In my last portfolio review, I talked about being cautiously optimistic about the global macroeconomy where trade war tensions will eventually calm.
Since then, geopolitical tensions has calmed with the US-China phase one trade deal, the U.S. Federal Reserve cutting rates for the third time this year and greater UK political and Brexit certainty with Prime Minister Boris Johnson’s Conservative Party winning a convincing victory and gained a solid majority in parliament.
We are now seeing an extension of the current economic cycle thanks to the resurgence of growth optimism. What this means is that risk assets like equities are poised to continue its uptrend into 2020 while we might see volatility from potential risk events like Trump’s impeachment return.
In September 2018, I wrote about staying the course in risk assets, and that strategy has worked well.
- Finished building my six month SSB bond ladder from July to December
- Finished building my emergency funds
- Reduced my allocation to individual stocks like Capitaland China Retail Trust
- Continued my StashAway, STI ETF and VWRD monthly allocation strategy
- Added CFA and MBH in my monthly ETF allocation strategy
I will only include ETF portfolio performances in the review as part of my new asset allocation strategy from 2019.
If you’ve read my earlier posts on building a sustainable and long term ETF portfolio, my strategy includes a mix of global and local ETFs.

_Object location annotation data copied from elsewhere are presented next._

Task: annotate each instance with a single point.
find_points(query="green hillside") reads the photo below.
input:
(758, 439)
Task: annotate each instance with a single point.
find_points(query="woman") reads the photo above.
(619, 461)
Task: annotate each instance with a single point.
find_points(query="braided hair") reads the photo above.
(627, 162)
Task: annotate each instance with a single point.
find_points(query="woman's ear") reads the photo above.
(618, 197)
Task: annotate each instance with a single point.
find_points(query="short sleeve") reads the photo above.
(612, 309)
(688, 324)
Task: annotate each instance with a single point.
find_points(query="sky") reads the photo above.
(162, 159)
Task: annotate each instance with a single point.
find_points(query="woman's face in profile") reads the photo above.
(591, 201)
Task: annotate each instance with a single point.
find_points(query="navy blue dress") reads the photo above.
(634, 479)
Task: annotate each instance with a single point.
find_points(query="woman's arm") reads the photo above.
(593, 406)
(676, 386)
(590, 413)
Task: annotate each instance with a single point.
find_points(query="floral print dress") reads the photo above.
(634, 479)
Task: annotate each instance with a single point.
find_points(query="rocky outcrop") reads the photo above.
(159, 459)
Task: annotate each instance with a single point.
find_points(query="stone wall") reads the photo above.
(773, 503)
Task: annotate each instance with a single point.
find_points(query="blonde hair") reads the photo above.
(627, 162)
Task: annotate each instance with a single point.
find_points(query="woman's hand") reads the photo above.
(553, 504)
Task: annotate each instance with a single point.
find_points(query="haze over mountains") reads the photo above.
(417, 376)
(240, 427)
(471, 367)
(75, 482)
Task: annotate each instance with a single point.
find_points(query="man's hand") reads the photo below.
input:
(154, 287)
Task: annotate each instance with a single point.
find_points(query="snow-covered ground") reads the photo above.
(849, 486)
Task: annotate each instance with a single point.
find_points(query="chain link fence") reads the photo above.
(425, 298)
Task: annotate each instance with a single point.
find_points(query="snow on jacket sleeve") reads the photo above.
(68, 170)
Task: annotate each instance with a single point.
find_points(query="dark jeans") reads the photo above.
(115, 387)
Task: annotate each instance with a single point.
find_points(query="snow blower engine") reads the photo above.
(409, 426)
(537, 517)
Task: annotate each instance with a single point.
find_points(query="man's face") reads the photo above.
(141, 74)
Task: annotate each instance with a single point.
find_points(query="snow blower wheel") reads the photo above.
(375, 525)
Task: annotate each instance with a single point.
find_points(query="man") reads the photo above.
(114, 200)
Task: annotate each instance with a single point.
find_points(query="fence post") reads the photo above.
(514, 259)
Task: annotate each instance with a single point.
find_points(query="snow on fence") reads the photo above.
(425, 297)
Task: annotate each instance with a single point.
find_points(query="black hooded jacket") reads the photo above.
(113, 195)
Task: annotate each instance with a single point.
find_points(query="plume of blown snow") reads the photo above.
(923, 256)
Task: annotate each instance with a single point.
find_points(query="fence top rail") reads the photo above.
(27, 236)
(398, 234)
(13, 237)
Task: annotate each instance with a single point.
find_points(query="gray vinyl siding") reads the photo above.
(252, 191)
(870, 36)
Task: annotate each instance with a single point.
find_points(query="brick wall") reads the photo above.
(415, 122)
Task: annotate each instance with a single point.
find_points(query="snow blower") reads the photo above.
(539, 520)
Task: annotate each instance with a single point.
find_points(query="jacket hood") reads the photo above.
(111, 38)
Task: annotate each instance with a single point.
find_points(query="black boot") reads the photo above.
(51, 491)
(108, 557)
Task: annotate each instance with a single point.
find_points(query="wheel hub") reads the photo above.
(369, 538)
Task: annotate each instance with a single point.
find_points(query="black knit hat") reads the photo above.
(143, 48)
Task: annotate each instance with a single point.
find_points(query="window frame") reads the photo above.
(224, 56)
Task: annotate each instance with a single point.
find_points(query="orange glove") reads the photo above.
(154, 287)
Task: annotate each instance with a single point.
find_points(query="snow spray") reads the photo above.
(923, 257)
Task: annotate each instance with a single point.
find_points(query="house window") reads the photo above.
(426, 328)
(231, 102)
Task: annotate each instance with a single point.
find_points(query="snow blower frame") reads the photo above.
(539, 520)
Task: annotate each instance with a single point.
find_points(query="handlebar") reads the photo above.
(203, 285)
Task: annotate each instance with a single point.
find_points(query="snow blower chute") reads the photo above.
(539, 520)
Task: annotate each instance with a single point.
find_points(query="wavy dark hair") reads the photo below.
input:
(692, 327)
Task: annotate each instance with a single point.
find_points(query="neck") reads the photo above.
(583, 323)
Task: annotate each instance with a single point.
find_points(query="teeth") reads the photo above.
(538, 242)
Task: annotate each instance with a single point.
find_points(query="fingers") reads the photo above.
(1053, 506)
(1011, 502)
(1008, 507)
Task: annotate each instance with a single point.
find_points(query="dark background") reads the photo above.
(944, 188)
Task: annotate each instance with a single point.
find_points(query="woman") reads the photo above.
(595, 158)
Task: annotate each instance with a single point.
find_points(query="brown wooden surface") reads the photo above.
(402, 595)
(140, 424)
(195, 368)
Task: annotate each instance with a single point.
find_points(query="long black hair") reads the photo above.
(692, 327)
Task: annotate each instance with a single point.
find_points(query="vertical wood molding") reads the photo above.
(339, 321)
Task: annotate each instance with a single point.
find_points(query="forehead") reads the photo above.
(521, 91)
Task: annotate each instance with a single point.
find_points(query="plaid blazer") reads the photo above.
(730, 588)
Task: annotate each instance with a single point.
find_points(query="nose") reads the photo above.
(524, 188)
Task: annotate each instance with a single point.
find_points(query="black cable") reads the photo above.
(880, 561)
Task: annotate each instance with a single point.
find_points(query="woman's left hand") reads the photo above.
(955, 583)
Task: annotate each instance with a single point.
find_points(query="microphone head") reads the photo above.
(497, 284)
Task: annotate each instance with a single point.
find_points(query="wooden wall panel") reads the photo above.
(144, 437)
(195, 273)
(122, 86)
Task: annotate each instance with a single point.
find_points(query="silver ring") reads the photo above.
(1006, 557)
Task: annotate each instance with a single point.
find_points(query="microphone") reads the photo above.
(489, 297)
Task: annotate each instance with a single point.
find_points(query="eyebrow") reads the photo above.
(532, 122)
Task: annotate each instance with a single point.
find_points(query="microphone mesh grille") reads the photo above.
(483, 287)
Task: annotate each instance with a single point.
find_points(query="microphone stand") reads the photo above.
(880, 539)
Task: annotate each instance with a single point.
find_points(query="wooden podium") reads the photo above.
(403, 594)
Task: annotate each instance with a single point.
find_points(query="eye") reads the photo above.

Balanced Fund at 22% risk level
- +18% (time-weighted)
- 100% VWRD
- 22.7% (time-weighted)
The year-long rally in stocks led by US technology stocks – the iShares U.S. Technology ETF is up 47% YTD and the NASDAQ index topped 9000 for the first time – has once again proved that the bulls are back and recession fears have been shortlived.
Those who have been staying on the sidelines since the H2 2018 market correction and waited for the right time to get into the market – you have missed out on one of the greatest recovery rally of the decade.
Looking forward to 2020, I personally believe that equities will still remain attractive as an asset class for long-term investing compared to bonds and gold when bond yields remain low. For those who remain fearful and sold early during the 2018 correction, it’s time to relook at your asset allocation and add more defensive assets like REITs, gold and bonds to protect against near-term risks.
Roboadvisors like StashAway can help you keep sane during times of market distress while not missing out on long term returns.
As we approach a new year and a new decade – and I wish everyone a happy new year and thank you very much for reading and supporting betterspider.